Die üble Nachrede und Verleumdung gemäß § 188 StGB
In diesem Beitrag lernst Du, was den Tatbestand des § 188 StGB ausmacht und welche Besonderheiten bei der üblen Nachrede und Verleumdung gegen Personen des politischen Lebens gelten. Du erfährst, wer unter den Schutz dieser Norm fällt, welche Voraussetzungen die Tathandlung erfüllen muss und warum es dabei auf den Bezug zum öffentlichen Wirken der betroffenen Person ankommt. Ein praxisnahes Beispiel hilft Dir, die Abgrenzung zu anderen Straftatbeständen wie der einfachen Beleidigung zu verstehen.
§ 188 ist eine Qualifikation zu den §§ 186, 187, bei welcher eine üble Nachrede bzw. Verleumdung gegen Personen des politischen Lebens unter eine erhöhte Strafandrohung gestellt wird.
Bei dem Beleidigungsopfer muss es sich um eine Person handeln, die im politischen Leben steht.
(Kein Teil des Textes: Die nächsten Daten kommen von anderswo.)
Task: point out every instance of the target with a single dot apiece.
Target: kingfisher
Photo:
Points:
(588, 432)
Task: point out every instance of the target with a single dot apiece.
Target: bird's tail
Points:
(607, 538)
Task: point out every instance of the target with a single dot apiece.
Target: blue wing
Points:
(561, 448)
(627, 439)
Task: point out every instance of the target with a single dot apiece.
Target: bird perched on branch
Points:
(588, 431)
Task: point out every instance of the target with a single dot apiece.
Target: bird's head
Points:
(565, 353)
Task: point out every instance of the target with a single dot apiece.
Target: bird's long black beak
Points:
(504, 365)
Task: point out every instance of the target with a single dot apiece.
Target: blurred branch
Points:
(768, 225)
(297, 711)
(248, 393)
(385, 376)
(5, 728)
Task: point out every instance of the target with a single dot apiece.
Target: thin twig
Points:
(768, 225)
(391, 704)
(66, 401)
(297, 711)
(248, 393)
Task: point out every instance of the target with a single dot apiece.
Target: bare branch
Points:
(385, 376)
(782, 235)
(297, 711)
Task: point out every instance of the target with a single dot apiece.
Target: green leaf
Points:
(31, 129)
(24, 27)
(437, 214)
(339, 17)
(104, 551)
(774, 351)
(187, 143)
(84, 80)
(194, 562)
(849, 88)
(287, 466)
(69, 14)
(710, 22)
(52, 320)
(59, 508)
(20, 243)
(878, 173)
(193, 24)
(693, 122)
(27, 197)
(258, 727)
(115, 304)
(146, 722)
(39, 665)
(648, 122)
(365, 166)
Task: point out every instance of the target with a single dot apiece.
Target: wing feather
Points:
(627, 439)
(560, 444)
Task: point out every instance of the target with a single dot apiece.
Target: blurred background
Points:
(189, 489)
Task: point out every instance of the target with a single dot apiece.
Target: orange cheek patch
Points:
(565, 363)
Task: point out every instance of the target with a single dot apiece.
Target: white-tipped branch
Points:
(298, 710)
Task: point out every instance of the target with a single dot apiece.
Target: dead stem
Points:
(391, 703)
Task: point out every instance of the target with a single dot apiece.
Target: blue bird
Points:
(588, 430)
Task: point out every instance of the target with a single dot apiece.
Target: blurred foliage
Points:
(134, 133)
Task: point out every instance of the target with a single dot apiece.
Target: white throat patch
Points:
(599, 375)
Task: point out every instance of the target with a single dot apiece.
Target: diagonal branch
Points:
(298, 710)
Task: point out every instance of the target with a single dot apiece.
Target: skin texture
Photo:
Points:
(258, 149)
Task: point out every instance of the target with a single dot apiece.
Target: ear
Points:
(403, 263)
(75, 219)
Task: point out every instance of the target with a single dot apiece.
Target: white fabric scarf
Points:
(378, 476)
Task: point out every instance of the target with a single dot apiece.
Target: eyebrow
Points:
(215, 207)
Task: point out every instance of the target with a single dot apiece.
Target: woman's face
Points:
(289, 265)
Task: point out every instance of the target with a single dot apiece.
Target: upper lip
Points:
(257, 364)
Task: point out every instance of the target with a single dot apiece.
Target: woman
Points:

Es genügt also nicht, dass sie das öffentliche Leben auf dem Gebiet der Weltanschauung, Wirtschaft, Wissenschaft oder der Kunst maßgeblich beeinflusst oder aus sonstigen Gründen als „prominent“ empfunden wird.
Beispiel:
Wer also Dieter Bohlen ein „chauvinistisches Arschloch“ nennt, macht sich nicht gemäß § 188, wohl aber nach § 185 strafbar.
Neben den Berufspolitikern unterfallen auch die Richter des Bundesverfassungsgerichts dieser Norm.
Die Tathandlung kann eine üble Nachrede gemäß § 186 oder eine Verleumdung gemäß § 187 sein, eine Beleidigung nach § 185 unterfällt hingegen nicht dieser Norm.
Die Tathandlung muss die Stellung des Beleidigten im öffentlichen Leben betreffen, wobei die Ziele des Täters nicht politischer Art sein müssen. Es genügt also auch, wenn eine Zeitung lediglich Sensationsmeldungen verbreiten möchte, um höhere Absatzzahlen zu erzielen. Sie muss also geeignet sein, das öffentliche Wirken des Verletzten durch Untergrabung des Vertrauens in ihn erheblich zu erschweren, z.B. durch Beeinträchtigung seiner Glaubwürdigkeit oder Lauterkeit. Dabei kommt es entscheidend auf den Inhalt der Behauptung an, nicht dagegen auf die Größe der Versammlung oder der Bedeutung des Redners.